The purpose of Massively Parallel Processing (MPP) is to scale out compute nodes and reduce workload per compute node to query large volumes of data.
Control Node
There will always be 1 Control Node that is used to connect to and manage the SQL Pool. The data in a table is always sharded into 60 data distributions that are stored on premium blob storage. The picture above is an example of DWU 2000.
Compute Nodes and Scaling
You can scale from 1-60 Compute Nodes by choosing a Data Warehouse Unit (DWU). As the DWU increases the number of Distributions per node decreases. (60/Compute Nodes = Distribution per node). DWU 2000 is 60/4 = 15 distributions per node. Data Warehouse Units are also how you scale the amount of Memory per data warehouse, size of the TempDB, and the amount of Adaptive Cache.

Data Distribution
How the data is sharded across the distribuitions is determined by one of three table geometries. Hash-Distributed, Round Robin (Default), and Replicated Table. Distributed tables design guidance – Azure Synapse Analytics
Hash-Distributed will divide the data by using a hashing function on a single column. This is to make sure that the same value always goes to the same distribution. Data Types matter as an Integer is not the same as a Big Integer.

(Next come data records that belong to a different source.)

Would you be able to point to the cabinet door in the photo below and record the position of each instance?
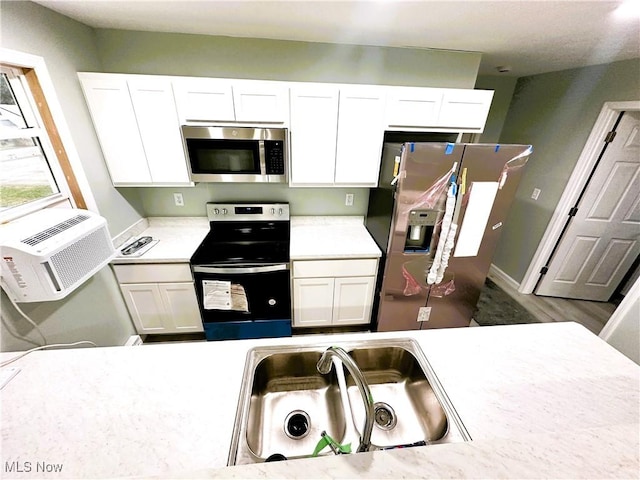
(360, 136)
(314, 124)
(465, 109)
(157, 117)
(146, 307)
(204, 99)
(312, 302)
(413, 107)
(261, 102)
(353, 300)
(116, 126)
(182, 307)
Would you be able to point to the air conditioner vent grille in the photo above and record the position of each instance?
(55, 230)
(72, 263)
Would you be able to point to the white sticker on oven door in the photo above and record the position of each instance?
(239, 301)
(216, 295)
(220, 295)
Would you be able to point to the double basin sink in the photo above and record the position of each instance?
(286, 405)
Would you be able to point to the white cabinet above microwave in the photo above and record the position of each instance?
(137, 125)
(226, 101)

Round Robin table will evenly divide the data across data distributions and is great for staging or loading tables but will slow down queries based on data movement.
Replicated Tables start off as Round Robin but will create a copy of a table that is cached at each compute node when it is first read. Great for small (>2GB), static, dimension tables.
The best way to see the MPP architecture in action is to use the DBCC PDW_SHOWSPACEUSED (‘tablename’) command. The “rows” column will show if the data is distributed evenly (RR) or not (HD). The pdw_node_id shows how many compute nodes are being used. The distribution_id will show how many distributions are mapped to each compute node.